This is the latest installment from Frenchie on "The incredible adventures of Carmen and Kiko." The full version with all the installments can be found here.
In 1963/1964 the Catholic Church was going through radical changes, unseen in centuries.
What is now known as Vatican II, had been a long, drawn out fight between the different currents of philosophy of the Church. In Spain, like in most of the Spanish speaking world, the leaders of the Church were for the most part against reforms, seeing it as an unholy intrusion of Masonic and Jewish moles in the Vatican. (this whole section would merit a whole book). They had supported Franco in the civil war and its aftermath, because he was opposing such intrusions.
Carmen who was a nun, but had yet to take her vows, being a bright, highly educated (she speaks several languages, as well as latin and greek), she has a Phd in Chemistry and another degree in theology, but also was a "modern" woman, saw Vatican II as an opportunity to create a new path to what she felt was necessary changes in the Church.

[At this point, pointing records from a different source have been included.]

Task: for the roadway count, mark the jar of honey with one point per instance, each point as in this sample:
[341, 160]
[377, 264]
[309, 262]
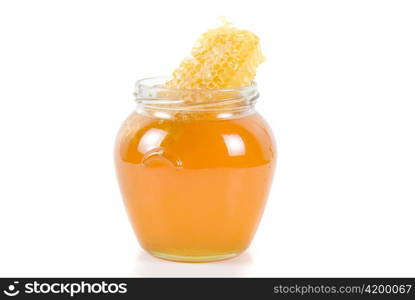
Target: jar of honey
[195, 169]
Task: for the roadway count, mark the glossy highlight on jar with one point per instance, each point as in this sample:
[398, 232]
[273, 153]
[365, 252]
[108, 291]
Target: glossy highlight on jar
[195, 168]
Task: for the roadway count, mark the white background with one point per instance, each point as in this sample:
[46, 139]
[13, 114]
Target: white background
[338, 89]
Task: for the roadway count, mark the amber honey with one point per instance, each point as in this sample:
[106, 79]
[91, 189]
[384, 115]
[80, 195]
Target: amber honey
[195, 189]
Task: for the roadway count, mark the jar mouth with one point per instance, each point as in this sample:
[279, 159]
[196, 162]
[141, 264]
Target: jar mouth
[150, 92]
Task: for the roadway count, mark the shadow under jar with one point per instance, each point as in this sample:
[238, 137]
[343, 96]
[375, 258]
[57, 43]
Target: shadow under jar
[194, 168]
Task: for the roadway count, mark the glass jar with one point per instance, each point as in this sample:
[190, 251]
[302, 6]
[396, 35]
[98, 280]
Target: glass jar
[194, 168]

Using the political acumen her family is famous for, she was able to sell her program, while continuing to develop its details.
The Franco Regime and the Spanish Catholic Church were both concerned by the festering issues of poverty in and around Madrid, that they saw (justly) as a breeding ground for political discontent. The traditional approach of the Church, which worked fairly well in rural areas, was at a loss in these slums.

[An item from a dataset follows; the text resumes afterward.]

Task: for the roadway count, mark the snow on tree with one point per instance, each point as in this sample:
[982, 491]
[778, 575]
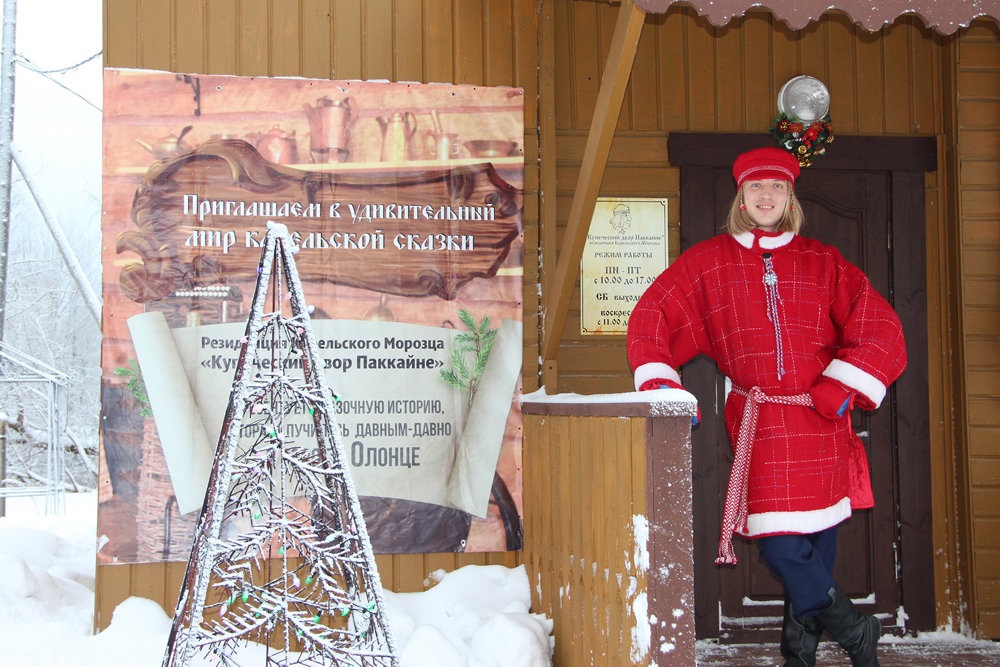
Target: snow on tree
[281, 554]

Carmen was able to get the green light for their experiment in Madrid's slums. Kiko's newly converted zeal, dances and music, allowed them to make some head ways, where nobody had dared to go before, over the next three years they made progress, while Carmen was polishing the theoretical side of the movement.
Banking on this, she was shrewd in getting more support from the Archbishop of Madrid.
But she also found that local priests in the traditional parishes were seeing these new interlopers as " causing chaos and divisions within parishes" ( a formula used years later by the Bishops of Japan).
While controversy was rising, she was under pressure from her own family, who felt that her disheveled protege, and the company he kept were bad for business. (Specially at a time where they were planning a large expansion, outside their traditional zone of influence.
This is when the genial side of Carmen revealed itself at its best. Knowing the pressure and hostility were mounting, she approached the Archbishop again to back her up for a move to Rome.
Her many contacts with conservatives in Italy, Malta, South America and Canada will prove to be very valuable to pursue her goals.
Soon, she would take along Kiko in the biggest gamble of her life, a move straight to Italy. Really a stone throw away from the inner sanctum of power, the Vatican itself.